Search code examples
c#unity-game-enginedirectxhlslcompute-shader

Unity: Compute Shader to calculate closest point to each vertex


I have a mesh, and an array of points. I want to calculate, for each vertex, the index of the closest point in the array. I have a routine that works:

        for (int i=0;i<vertexPositions.Length;i++)
    {
        float minDist = 100000.0f;
        int index=0;
        float dist;
        for (int a=0;a<pointPositions.Length;a++)
        {
            dist = (vertexPositions[i] - pointPositions[a]).sqrMagnitude;
            if (dist<minDist)
            {
                minDist = dist;
                index = a;
            }
        }
        vertexParameter[i] = index;
    }

The vertexParameter array contains the desired result. This routine is very slow if there are many vertices, so I wanted to make a Compute Shader that does the exact same thing. But I'm a beginner at Compute Shaders…

This is my Compute Shader code:

#pragma kernel ClosestPoint

struct vertexData
{
    float3 position;
    int parameter;
};
struct pointData
{
    float3 position;
    float parameter;
};

RWStructuredBuffer<vertexData> vertex;
StructuredBuffer<pointData> point;


[numthreads(32, 1, 1)]
void ClosestPoint(uint3 id : SV_DispatchThreadID)
{
    int index;
    float dist;
    float minDist = 1000.0f;
    for (uint i = 0; i < point.Length; i++)
    {
        dist = distance(point[i].position, vertex[id.x].position);
        if (dist < minDist)
        {
            minDist = dist;
            index =  i;
        }

    }
    vertex[id.x].parameter =  index;
}

I don't know why, but this code gives erroneous results. The results change if I modify the ThreadGroups in the Dispatch call, so I suppose it might be due to some synchronization issues…?

In case it's needed, this is the script code that calls the shader:

        vertex = new ComputeBuffer(vertices.Length, System.Runtime.InteropServices.Marshal.SizeOf(typeof(vertexData)));
    vertex.SetData(vertices);


    point= new ComputeBuffer(points.Length, System.Runtime.InteropServices.Marshal.SizeOf(typeof(pointData)));
    point.SetData(points);

    shader.SetBuffer(kernelHandle, "vertex", vertex);
    shader.SetBuffer(kernelHandle, "point", point);
    shader.Dispatch(kernelHandle, 1, 1, 1);
    vertex.GetData(vertices);
    for (int i = 0; i < vertexParameter.Length; i++)
    {
        vertexParameter[i] = vertices[i].parameter;
    }
    vertex.Release();
    point.Release();

Solution

  • I believe that you're mistaken in the relation between threadGroups in your Dispatch() call, and [numthreads()] in your kernel specification.

    The result of shader.Dispatch(kernelHandle, vertices.Length, 1, 1); combined with [numthreads(32,1,1)] is not "many thread groups all with a single thread", it is vertices.Length thread groups, all with 32 threads.

    Your kernel will thus be invoked 32*vertices.Length times, with id.x growing commensurately... you get the correct result with the code from your comment because whatever happens when you try to read and write vertex[id.x] after id.x has gone out of bounds, it doesn't alter the fact that you have by then already computed all of the correct results and stored them in the appropriate place.

    What you need to do then in order not to waste time, is set threadGroupsX in your Dispatch() to ceil(vertices.Length/32) (pseudocode).

    You could also add something like

    if (id.x >= vertexLength) return;
    

    in your kernel (because unless you happen to have a multiple of 32 vertices, some threads will be out of bounds)... but actually, that probably wouldn't help with anything in terms of performance or safety; the reads and writes outside of vertices.Length will be essentially no-ops, while the extra branching in the kernel could incur a cost.

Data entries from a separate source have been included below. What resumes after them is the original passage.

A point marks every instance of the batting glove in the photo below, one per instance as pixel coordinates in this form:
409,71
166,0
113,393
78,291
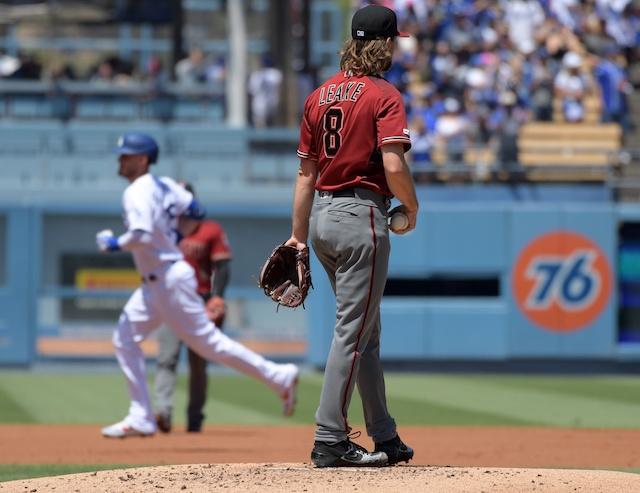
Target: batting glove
106,241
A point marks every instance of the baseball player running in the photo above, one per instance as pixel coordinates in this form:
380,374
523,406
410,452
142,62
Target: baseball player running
206,249
352,142
168,294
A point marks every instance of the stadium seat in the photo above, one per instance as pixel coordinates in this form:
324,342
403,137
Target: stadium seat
569,151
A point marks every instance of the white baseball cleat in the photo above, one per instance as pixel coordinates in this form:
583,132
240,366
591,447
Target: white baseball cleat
289,395
123,430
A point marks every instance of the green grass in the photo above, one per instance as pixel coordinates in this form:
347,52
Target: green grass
414,399
28,471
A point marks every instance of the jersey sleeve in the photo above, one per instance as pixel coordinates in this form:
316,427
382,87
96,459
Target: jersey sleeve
306,147
220,249
138,215
392,120
182,196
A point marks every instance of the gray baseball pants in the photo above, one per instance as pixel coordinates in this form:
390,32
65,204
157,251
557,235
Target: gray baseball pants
350,237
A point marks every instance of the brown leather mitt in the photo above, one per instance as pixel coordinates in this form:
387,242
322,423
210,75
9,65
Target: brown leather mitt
286,276
216,310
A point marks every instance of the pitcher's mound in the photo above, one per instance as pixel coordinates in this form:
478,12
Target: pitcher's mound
305,478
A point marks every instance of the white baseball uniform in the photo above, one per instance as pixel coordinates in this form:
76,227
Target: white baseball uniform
168,295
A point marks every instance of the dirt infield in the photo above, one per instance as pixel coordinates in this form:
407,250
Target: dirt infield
252,459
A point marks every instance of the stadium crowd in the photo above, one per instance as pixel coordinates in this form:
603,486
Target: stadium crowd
474,71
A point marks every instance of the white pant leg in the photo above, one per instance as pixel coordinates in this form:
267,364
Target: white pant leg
182,309
137,321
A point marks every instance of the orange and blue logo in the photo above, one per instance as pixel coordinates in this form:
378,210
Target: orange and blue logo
561,281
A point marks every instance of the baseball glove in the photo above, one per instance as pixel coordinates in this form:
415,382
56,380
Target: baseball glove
216,310
286,276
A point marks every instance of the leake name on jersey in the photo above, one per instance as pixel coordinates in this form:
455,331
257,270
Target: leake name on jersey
338,93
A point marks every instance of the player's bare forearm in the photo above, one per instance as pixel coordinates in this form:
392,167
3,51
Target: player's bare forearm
303,202
400,181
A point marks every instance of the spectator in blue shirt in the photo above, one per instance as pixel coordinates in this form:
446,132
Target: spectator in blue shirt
613,84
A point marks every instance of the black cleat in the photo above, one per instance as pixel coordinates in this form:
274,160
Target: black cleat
396,450
163,420
345,454
194,426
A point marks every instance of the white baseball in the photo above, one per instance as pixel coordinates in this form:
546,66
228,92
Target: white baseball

I imagine it probably is insignificant either way in this case, and perhaps having a statement like that can make the logic clearer for human readers... but it does mean the extra boilerplate of passing in an extra uniform.

    Incidentally, you may also want to use an ASyncGPUReadbackRequest to avoid stalling your code on vertex.GetData(vertices); if that makes sense in your application. You might have written it that way in the question for brevity (which as you may notice is not always my strong point).